I watch the Super Bowl, but not particularly for the game. I don't really care for American football. I do enjoy watching athletic championships, though, so the Super Bowl usually catches my radar. But I really watch the game for the commercials between. The game is perfectly poised at the start of the year to establish the start of the advertising calendar. Super Bowl commercials are remembered for weeks, months, sometimes even years.

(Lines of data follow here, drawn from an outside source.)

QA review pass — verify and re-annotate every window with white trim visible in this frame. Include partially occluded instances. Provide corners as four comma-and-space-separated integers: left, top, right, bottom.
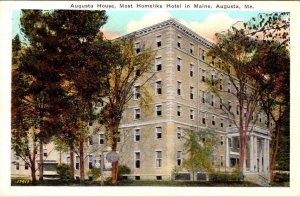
134, 85, 141, 99
134, 128, 140, 142
117, 131, 121, 143
228, 101, 232, 111
220, 156, 224, 166
220, 118, 224, 128
25, 162, 29, 170
220, 136, 224, 146
177, 36, 181, 48
88, 155, 93, 169
202, 69, 206, 82
219, 75, 223, 90
156, 105, 162, 116
155, 127, 162, 139
177, 127, 182, 140
220, 98, 223, 109
99, 134, 104, 144
211, 94, 214, 106
176, 151, 182, 166
155, 57, 162, 71
202, 49, 205, 61
201, 91, 206, 103
43, 148, 47, 157
190, 86, 194, 100
135, 152, 140, 168
16, 162, 19, 170
177, 81, 182, 96
236, 104, 240, 115
177, 57, 182, 71
76, 156, 79, 170
190, 43, 194, 54
134, 108, 141, 120
190, 63, 194, 77
94, 155, 101, 169
228, 81, 231, 93
135, 42, 140, 54
155, 151, 162, 167
202, 112, 206, 125
212, 115, 215, 126
190, 109, 195, 120
88, 136, 93, 146
156, 35, 161, 47
156, 81, 162, 95
177, 105, 181, 117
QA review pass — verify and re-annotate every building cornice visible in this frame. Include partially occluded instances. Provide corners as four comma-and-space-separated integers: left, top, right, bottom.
120, 18, 214, 48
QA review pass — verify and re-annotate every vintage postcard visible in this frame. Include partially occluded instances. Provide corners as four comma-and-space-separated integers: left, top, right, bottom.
0, 1, 299, 196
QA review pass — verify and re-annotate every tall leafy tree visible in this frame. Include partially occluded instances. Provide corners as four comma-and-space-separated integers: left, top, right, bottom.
99, 39, 154, 184
182, 130, 215, 181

One of the commercials aired last night was for Coca-Cola. I almost always enjoy their advertisements, even if I don't actually like their original beverage. (Cherry Coke, on the other hand, is my poison of choice thanks to years of working in Dining Services with free access during shifts!) Anyway, this particularly ad was no exception. In case you missed it because you a) don't watch television, b) don't watch the Super Bowl, and/or c) don't follow trending topics in the media, here's a video of it:


This delightful sixty-second video has apparently brought out some of the worst in some of my fellow countrymen. Reports on the Internet of crude, racist, xenophobic, and/or prejudiced reactions make me want to weep. But other reports have shown how more people have come together in praise of this ad. Yes, it is intended to garner support of Coca-Cola and convince people to buy it, but there is more to it. It is the genius of the Coca-Cola marketing department. They have a long, beautiful tradition of equating their sugary carbonated beverage with being American. Of course, the ads from the 1920s were the typical white-bread America that some people seem to think it is still all that exists.

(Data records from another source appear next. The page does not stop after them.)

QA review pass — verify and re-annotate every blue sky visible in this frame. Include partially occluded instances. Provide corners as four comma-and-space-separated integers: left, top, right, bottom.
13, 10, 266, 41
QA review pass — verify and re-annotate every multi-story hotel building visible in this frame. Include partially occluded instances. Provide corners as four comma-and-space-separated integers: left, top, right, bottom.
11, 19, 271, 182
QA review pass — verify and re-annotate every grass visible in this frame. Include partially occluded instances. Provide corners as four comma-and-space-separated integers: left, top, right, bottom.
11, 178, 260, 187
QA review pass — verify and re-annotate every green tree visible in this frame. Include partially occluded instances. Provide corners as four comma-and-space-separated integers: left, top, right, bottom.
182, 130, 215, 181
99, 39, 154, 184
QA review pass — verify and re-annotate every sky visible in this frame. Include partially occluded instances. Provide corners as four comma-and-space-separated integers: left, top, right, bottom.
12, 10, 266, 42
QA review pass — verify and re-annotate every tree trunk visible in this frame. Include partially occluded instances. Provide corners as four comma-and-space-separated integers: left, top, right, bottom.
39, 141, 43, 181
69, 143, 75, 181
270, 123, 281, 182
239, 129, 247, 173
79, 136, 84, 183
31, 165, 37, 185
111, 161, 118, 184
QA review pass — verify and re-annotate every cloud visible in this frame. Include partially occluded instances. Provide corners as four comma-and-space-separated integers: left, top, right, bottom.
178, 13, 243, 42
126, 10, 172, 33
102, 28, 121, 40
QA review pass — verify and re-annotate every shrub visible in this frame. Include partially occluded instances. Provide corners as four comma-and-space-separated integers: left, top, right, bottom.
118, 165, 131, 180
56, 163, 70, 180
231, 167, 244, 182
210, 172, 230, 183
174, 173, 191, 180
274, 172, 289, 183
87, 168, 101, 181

But as our nation more readily embraced diversity, Coca-Cola has always been right there along with it. Even though the print ads for the first fifty years or so were more of the same as above, I have long enjoyed this television spot from 1971:


As always, Coca-Cola tells us that their product is what it means to be happy, content, and at peace, with ourselves, our neighbours, with the world. If everyone had a Coke, everyone would be happy. After all, Coca-Cola is The Real Thing. (I have to admit, though, that I've never really understood what that phrase actually means. Maybe something to do with a return to the Original Recipe--minus the cocaine--after New Coke failed miserably?) In 1987, Coca-Cola released this commercial in time for the holidays. I wasn't old enough to be cognizant of it at the time but, thanks in large part to my parents recording "The Sound of Music" on NBC this year, the commercial was captured and viewed repeatedly in my household. (My sister Amanda loved the movie and watched it every single day for at least a year or two while her older brothers were all in school!)


With this brief history of just a few advertisements, are people really, seriously shocked that Coca-Cola would air a commercial that features people from all over the country, singing about our beautiful nation in the amazing diversity of tongues that are represented in our rich tapestry? I think that my friend Zoe Bouras captured it perfectly with this comment recently shared on Facebook:
I don't think I've seen a commercial to give Americans more to be proud of than the Coke commercial. It showed an America where it is safe to be different, an America of acceptance and unity, a real 'melting-pot'. I think that's something to be proud of.
I am proud to be an American because it means I come from a diverse land of diverse people of diverse opinions. I don't adhere to the belief in American exceptionalism and I know that my country has plenty of flaws, but I also know that most of the people are good, wonderful people who are trying to do the best they can to make the world a better place, even if just within their small spheres of influence.